Fortunately, I don't have much experience with prisons. But I have an interest in history. Thus, talk in the Utah Legislature of moving the state prison from the Point of the Mountain to a more remote location sent me into research mode.

I was born in 1950, about a year before the old state prison at what is now Sugar House Park closed. More than 400 prisoners were moved on March 12, 1951, to the new Draper facility. I can vaguely remember the old brick tower on the corner of 2100 S. 1300 East.

In September 1990, I attended a free Pete Seeger concert near the place at the old prison where labor activist Joe Hill, who many historians feel was unjustly tried, was executed Nov. 19, 1915.

According to an article written by Dolores Allen Donohoo for ShopSugarHouse.org, Mormon pioneer leader Brigham Young selected the Sugar House site for the Utah Territorial Prison in 1853. She wrote that he figured it was safe because it was in a remote location six miles from downtown Salt Lake City.

Another history piece said the federal government expanded the prison twice in the late 1800s before statehood to house polygamists who were being prosecuted.

When the Legislature decided to move the prison to the Point of the Mountain, a debate ensued about what should be done with the Sugar House land. At first it was proposed as a state park, but then-Gov. J. Bracken Lee resisted, saying he didn't want a Utah State Parks system formed when the budget was tight. Lee favored selling the land to the highest bidder.

The state elected to set aside 30 acres for what would become Highland High School. It sold the rest to Salt Lake City and Salt Lake County for $225,000, a figure that was paid in full in 1956. A unique organization called the Sugar House Park Authority was formed to manage what is now one of the valley's most important green spaces.

When it was built in the 1950s, the 700-acre Point of the Mountain facility in Draper must have seemed like it, too, was far from the population centers. The prison has expanded over the years and now has a capacity of 4,500 for male and female prisoners.

I've had a chance to see the prison from the inside. If memory serves, a journalism professor in college arranged a tour in the early 1970s in a class I took on reporting about public institutions. As a member of the Utah National Guard, I went into a lower-security wing with some high-school students attending the annual Freedom Academy to listen to inmates talk about what it was like to lose their freedom.

My most memorable moment, though, came when Gary Gilmore was executed by firing squad on Jan. 17, 1977. According to an excellent research piece written by Aly Anderson in 2010, Gilmore's execution was important because it was the first since the U.S. Supreme Court reinstated the death penalty in 1976.

I was there on that fateful day, standing with a long lens borrowed from a Tribune photographer on a hill above the prison. I am pretty certain I saw Gilmore being led from the prison to the spot where he would be shot by a firing squad and reasonably sure I heard the shots. Then I read an amazing column by Chicago writer Bob Greene called "We came for the killing" and wondered what drew me to that spot. In retrospect, I felt like a ghoul.

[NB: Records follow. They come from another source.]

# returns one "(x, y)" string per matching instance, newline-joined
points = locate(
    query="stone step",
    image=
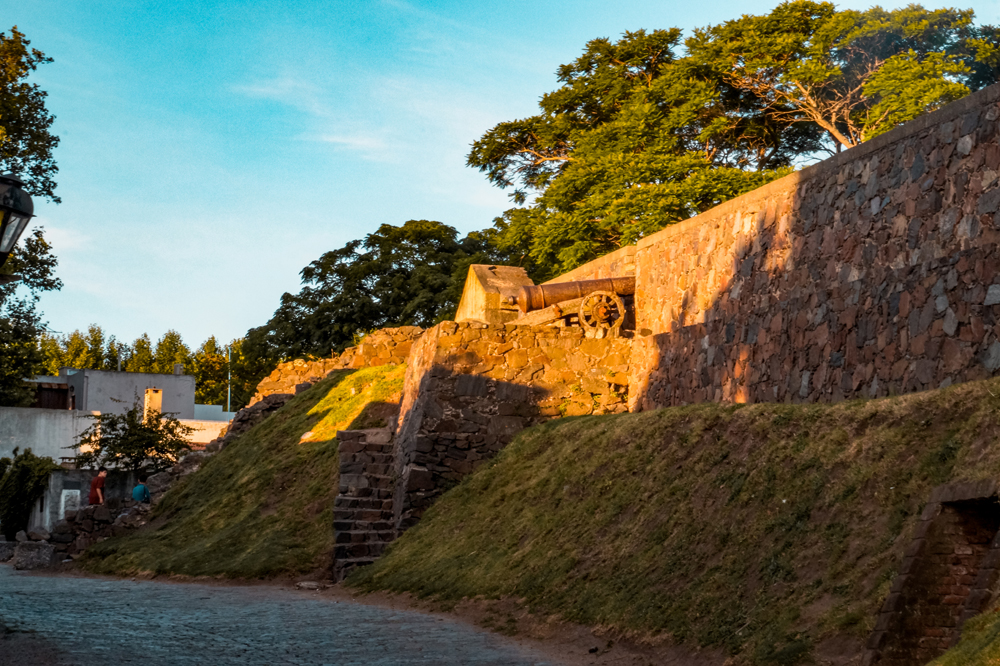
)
(364, 536)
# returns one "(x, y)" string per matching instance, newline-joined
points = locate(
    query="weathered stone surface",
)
(471, 387)
(844, 279)
(38, 534)
(383, 347)
(34, 555)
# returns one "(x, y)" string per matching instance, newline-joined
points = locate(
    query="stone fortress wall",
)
(470, 387)
(872, 273)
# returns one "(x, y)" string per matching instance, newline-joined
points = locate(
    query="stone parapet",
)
(387, 346)
(874, 272)
(471, 387)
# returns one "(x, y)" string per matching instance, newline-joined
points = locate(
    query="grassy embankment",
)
(760, 530)
(263, 506)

Now we're talking about moving the prison. The guess here is that, unlike the late 1940s, our governor and legislators won't allow a city or county to purchase any of the land for a legacy park such as the one at Sugar House. Developers can't wait to grab that property, with proceeds being used to build the new prison.

If the present prison is moved, we will always remember the old cement buildings and high fences at the Point of the Mountain. Just as Joe Hill is remembered at Sugar House Park, we will recall Gary Gilmore and the others who faced their executioners.